8. The backlight driving apparatus of claim 7, wherein, when a
frequency determination signal having the first value is supplied
from the frequency change determination unit, the backlight sync
signal generation unit generates a first backlight sync signal
having a first frequency equal to the frame sync signal, when a
frequency determination signal having the second value is supplied
from the frequency change determination unit, the backlight sync
signal generation unit generates a second backlight sync signal
having a frequency which is gradually decreased from a second
frequency to the first frequency, when a frequency determination
signal having the third value is supplied from the frequency change
determination unit, the backlight sync signal generation unit
generates a third backlight sync signal having a frequency which is
gradually increased from the first frequency to the second
frequency, and when a frequency determination signal having the
fourth value is supplied from the frequency change determination
unit, the backlight sync signal generation unit generates a fourth
backlight sync signal having the second frequency.
9. The backlight driving apparatus of claim 8, wherein the
backlight sync signal generation unit comprises: a selection output
unit supplying the backlight sync signal to the dimming signal
generation unit by using the frame sync signal according to the
frequency determination signal having the first value; a step-down
frequency generation unit receiving the frame sync signal from the
selection output unit to generate the second backlight sync signal;
a step-up frequency generation unit receiving the frame sync signal
from the selection output unit to generate the third backlight sync
signal; and a fixed frequency generation unit receiving the frame
sync signal from the selection output unit to generate the fourth
backlight sync signal.
10. The backlight driving apparatus of claim 2, wherein the
backlight controller further comprising a dimming signal delay
unit, the dimming signal delay unit delays the duty-on period of
the backlight dimming signal to be synchronized with the response
time of liquid crystal.
11. A Liquid Crystal Display (LCD) device comprising: a liquid
crystal display panel displaying an image in units of a frame; a
timing controller analyzing input data in units of a frame to
generate duty-on information of the image, and generating a timing
control signal with a timing sync signal comprising a frame sync
signal; a panel driver generating a gate signal and a data signal
to supply the gate signal and the data signal to the liquid crystal
display panel, according to the timing control signal; and a
backlight driving apparatus irradiating light on the liquid crystal
display panel, according to the duty-on information and the frame
sync signal which are supplied from the timing controller, wherein
the backlight driving apparatus comprises: a backlight unit
comprising a plurality of light sources irradiating light on a
liquid crystal display panel which displays an image according to a
response of liquid crystal; a backlight driver sequentially turning
on the light sources in units of a frame, according to a backlight
dimming signal having a duty-on period and a duty-off period; and a
backlight controller generating the backlight dimming signal having
a frequency equal to or higher than a frequency of a frame sync
signal for the liquid crystal display panel by analyzing the image,
according to external duty-on information.

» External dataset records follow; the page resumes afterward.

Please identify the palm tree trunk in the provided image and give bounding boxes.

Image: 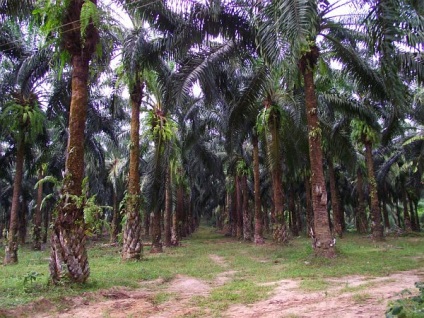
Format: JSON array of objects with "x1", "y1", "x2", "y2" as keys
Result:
[
  {"x1": 413, "y1": 199, "x2": 420, "y2": 231},
  {"x1": 122, "y1": 78, "x2": 143, "y2": 260},
  {"x1": 263, "y1": 203, "x2": 269, "y2": 232},
  {"x1": 304, "y1": 176, "x2": 314, "y2": 237},
  {"x1": 42, "y1": 204, "x2": 49, "y2": 244},
  {"x1": 50, "y1": 54, "x2": 91, "y2": 283},
  {"x1": 252, "y1": 134, "x2": 264, "y2": 244},
  {"x1": 164, "y1": 167, "x2": 172, "y2": 247},
  {"x1": 396, "y1": 199, "x2": 402, "y2": 227},
  {"x1": 241, "y1": 174, "x2": 251, "y2": 241},
  {"x1": 19, "y1": 199, "x2": 27, "y2": 244},
  {"x1": 300, "y1": 47, "x2": 335, "y2": 257},
  {"x1": 402, "y1": 187, "x2": 412, "y2": 232},
  {"x1": 49, "y1": 0, "x2": 100, "y2": 283},
  {"x1": 289, "y1": 186, "x2": 299, "y2": 236},
  {"x1": 268, "y1": 108, "x2": 288, "y2": 243},
  {"x1": 4, "y1": 140, "x2": 24, "y2": 264},
  {"x1": 296, "y1": 197, "x2": 303, "y2": 234},
  {"x1": 171, "y1": 185, "x2": 183, "y2": 246},
  {"x1": 364, "y1": 140, "x2": 384, "y2": 240},
  {"x1": 328, "y1": 158, "x2": 343, "y2": 238},
  {"x1": 236, "y1": 175, "x2": 243, "y2": 239},
  {"x1": 382, "y1": 191, "x2": 390, "y2": 230},
  {"x1": 33, "y1": 167, "x2": 43, "y2": 250},
  {"x1": 224, "y1": 189, "x2": 232, "y2": 236},
  {"x1": 150, "y1": 206, "x2": 163, "y2": 253},
  {"x1": 110, "y1": 190, "x2": 120, "y2": 243},
  {"x1": 408, "y1": 193, "x2": 417, "y2": 231},
  {"x1": 356, "y1": 168, "x2": 368, "y2": 233},
  {"x1": 231, "y1": 187, "x2": 237, "y2": 237}
]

12. A driving method of a backlight driving apparatus including a
plurality of light sources which irradiate light on a liquid
crystal display panel displaying an image according to a response
of liquid crystal, the driving method comprising: generating a
backlight dimming signal having a frequency equal to or higher than
a frame sync signal for the liquid crystal display panel according
to external duty-on information according to the image; and
sequentially turning on the light sources during the duty-on period
in units of a frame, according to the backlight dimming signal.
13. The driving method of claim 12, wherein the generating of a
backlight dimming signal comprises: generating a comparison signal
having a first value when the duty-on information is less than
reference duty-on information; and generating a comparison signal
having a second value when the duty-on information is equal to or
greater than the reference duty-on information.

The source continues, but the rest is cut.